These are small things, but small things can mean a lot – especially in a game as focused on customisation as the remade Saints Row seems to be. The separate release of Boss Factory is one demonstration of that, but is just one means of personal expression alongside cars, guns, and the home base of the main game. On that front, the character creation tools largely bode well, seemingly letting a lot of people define exactly who they want to be, whether that's a chrome-skinned robot in high heels or a woman with tri-toned hair and a prosthetic arm.

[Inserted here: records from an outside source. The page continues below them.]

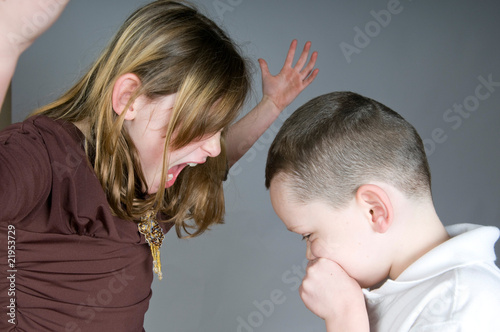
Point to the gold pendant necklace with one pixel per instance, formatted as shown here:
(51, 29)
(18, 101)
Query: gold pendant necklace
(154, 237)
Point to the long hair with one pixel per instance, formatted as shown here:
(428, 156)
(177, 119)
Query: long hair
(172, 48)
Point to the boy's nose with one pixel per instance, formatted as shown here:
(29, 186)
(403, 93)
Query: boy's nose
(212, 145)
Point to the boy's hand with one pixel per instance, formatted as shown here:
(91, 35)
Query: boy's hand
(283, 88)
(330, 293)
(22, 21)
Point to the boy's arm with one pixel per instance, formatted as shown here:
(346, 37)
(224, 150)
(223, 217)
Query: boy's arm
(20, 25)
(278, 92)
(330, 293)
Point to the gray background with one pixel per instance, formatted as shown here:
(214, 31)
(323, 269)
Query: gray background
(424, 61)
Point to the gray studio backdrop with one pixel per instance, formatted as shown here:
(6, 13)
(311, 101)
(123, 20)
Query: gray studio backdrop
(435, 62)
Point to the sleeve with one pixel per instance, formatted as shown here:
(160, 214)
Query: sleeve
(25, 172)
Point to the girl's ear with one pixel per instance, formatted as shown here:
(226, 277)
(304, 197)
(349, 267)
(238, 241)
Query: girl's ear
(376, 206)
(123, 90)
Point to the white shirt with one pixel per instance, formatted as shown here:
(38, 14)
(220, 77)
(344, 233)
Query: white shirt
(454, 287)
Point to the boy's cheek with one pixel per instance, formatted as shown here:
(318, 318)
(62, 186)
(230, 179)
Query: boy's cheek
(320, 250)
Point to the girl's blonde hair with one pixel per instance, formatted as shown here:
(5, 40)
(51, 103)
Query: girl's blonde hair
(172, 48)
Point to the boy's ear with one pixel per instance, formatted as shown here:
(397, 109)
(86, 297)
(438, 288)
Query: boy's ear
(123, 90)
(376, 206)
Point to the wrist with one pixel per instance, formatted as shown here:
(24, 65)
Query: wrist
(349, 321)
(270, 106)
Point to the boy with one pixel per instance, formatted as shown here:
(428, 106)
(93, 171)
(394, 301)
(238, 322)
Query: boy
(351, 176)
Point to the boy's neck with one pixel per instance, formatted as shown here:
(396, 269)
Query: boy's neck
(420, 230)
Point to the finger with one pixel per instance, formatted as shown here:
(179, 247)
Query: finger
(303, 57)
(264, 68)
(310, 65)
(291, 53)
(309, 79)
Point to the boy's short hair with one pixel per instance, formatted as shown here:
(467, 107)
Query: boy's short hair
(339, 141)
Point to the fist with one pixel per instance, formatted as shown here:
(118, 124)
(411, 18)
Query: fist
(329, 292)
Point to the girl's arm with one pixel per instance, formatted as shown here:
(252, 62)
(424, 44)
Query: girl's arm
(21, 22)
(278, 92)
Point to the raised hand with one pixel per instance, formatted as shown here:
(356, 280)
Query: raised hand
(283, 88)
(22, 21)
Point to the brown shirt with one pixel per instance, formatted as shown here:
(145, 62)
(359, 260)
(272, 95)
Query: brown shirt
(72, 265)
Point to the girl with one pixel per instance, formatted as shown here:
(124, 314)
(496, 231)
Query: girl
(92, 181)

But I can see a second use for Boss Factory too. There are inevitably going to be people for whom the character creator is the only part of this new Saints Row that they want to play. They’ll be able to upload their creations, and I can see a lot of users dedicating time to making celebrity lookalikes or human Sonics ready for others to take out into the world and get up to mischief with. The fact that Bosses can be changed at any time from the in-game phone, whether with a new shirt or a whole new body, encourages this kind of co-creation between Boss Factory players, Saints Row players, and those who are both. So does the simple fact that Volition has dropped the customiser for free as a separate package.

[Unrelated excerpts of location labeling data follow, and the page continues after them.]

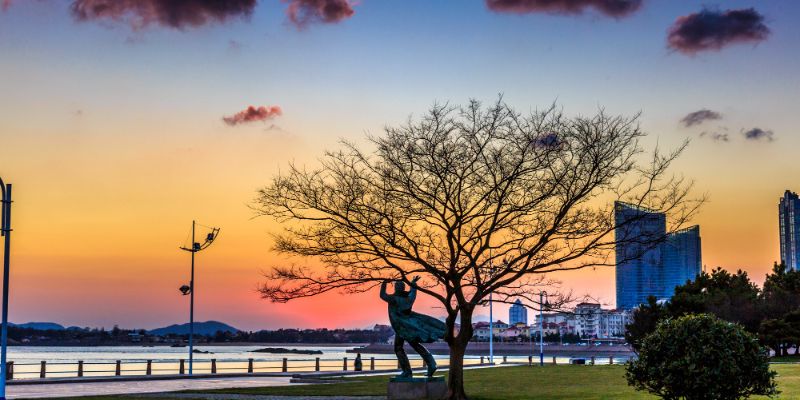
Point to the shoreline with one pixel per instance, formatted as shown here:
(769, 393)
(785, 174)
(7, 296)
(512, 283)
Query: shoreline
(511, 349)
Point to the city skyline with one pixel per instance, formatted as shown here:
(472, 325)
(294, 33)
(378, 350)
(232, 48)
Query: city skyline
(117, 137)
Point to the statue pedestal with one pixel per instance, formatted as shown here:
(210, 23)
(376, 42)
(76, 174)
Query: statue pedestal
(417, 388)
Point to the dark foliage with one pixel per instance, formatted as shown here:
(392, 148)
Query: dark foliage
(701, 357)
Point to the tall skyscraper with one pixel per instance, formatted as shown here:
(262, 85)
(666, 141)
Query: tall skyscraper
(517, 313)
(650, 262)
(789, 221)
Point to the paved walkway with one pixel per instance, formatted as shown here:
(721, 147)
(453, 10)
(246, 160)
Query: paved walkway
(106, 388)
(264, 397)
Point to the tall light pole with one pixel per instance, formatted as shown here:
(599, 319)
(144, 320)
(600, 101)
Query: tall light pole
(194, 248)
(491, 332)
(5, 231)
(542, 294)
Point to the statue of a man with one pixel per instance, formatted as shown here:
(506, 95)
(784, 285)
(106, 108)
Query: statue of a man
(411, 327)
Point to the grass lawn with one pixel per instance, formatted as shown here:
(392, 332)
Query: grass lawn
(551, 382)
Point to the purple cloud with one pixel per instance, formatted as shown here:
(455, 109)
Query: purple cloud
(611, 8)
(698, 117)
(714, 29)
(758, 135)
(253, 114)
(303, 12)
(178, 14)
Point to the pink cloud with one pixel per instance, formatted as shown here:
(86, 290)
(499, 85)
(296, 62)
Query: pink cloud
(303, 12)
(253, 114)
(611, 8)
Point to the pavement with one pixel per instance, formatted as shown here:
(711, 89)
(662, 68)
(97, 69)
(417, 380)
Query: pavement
(138, 387)
(265, 397)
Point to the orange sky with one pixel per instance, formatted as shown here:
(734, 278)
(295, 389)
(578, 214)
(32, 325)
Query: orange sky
(114, 138)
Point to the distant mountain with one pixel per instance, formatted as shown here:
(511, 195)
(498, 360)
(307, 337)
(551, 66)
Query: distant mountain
(42, 326)
(200, 328)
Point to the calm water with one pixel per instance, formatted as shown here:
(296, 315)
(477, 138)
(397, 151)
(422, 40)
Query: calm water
(101, 361)
(61, 354)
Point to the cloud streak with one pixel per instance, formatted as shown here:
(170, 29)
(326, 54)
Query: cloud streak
(716, 136)
(177, 14)
(700, 116)
(301, 13)
(611, 8)
(759, 135)
(253, 114)
(711, 30)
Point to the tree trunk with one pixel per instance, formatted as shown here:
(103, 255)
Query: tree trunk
(458, 347)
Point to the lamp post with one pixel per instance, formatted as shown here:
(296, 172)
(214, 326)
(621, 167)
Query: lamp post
(491, 332)
(194, 248)
(5, 231)
(542, 295)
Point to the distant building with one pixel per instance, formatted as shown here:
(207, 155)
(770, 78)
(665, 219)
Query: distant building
(480, 330)
(650, 262)
(789, 221)
(517, 313)
(588, 320)
(681, 259)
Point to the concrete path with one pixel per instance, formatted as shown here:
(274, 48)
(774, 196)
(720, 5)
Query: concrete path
(107, 388)
(263, 397)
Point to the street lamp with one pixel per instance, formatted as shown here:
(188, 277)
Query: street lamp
(542, 304)
(189, 289)
(5, 231)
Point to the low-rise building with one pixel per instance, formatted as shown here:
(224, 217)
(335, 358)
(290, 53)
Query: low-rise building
(587, 320)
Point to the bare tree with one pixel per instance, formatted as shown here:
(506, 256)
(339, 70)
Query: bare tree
(475, 200)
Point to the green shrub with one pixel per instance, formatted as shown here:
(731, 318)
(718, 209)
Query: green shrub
(701, 357)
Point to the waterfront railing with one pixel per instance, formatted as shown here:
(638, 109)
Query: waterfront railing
(144, 368)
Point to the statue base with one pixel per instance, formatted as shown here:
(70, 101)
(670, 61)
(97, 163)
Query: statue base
(401, 388)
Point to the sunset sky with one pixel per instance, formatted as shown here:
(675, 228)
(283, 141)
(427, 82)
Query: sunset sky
(120, 125)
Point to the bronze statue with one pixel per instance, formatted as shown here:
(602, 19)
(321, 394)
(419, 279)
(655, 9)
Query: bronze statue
(411, 327)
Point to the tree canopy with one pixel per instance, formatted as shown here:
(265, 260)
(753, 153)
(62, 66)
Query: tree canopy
(474, 200)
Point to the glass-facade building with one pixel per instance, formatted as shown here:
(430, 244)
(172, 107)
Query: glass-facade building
(789, 222)
(517, 313)
(650, 262)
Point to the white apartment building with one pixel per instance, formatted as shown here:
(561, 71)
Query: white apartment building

Although all the additional customisation options are great, that’s Boss Factory’s biggest innovation. It frees up the creative play that’s usually locked right at the beginning of a completely different genre of game. That gives people more time to work without feeling the imminent pressure of the rest of the experience. It gives them the ability to create and share communally, and the opportunity to simply be artistic and expressive for its own sake. I’m excited to see what people do with it.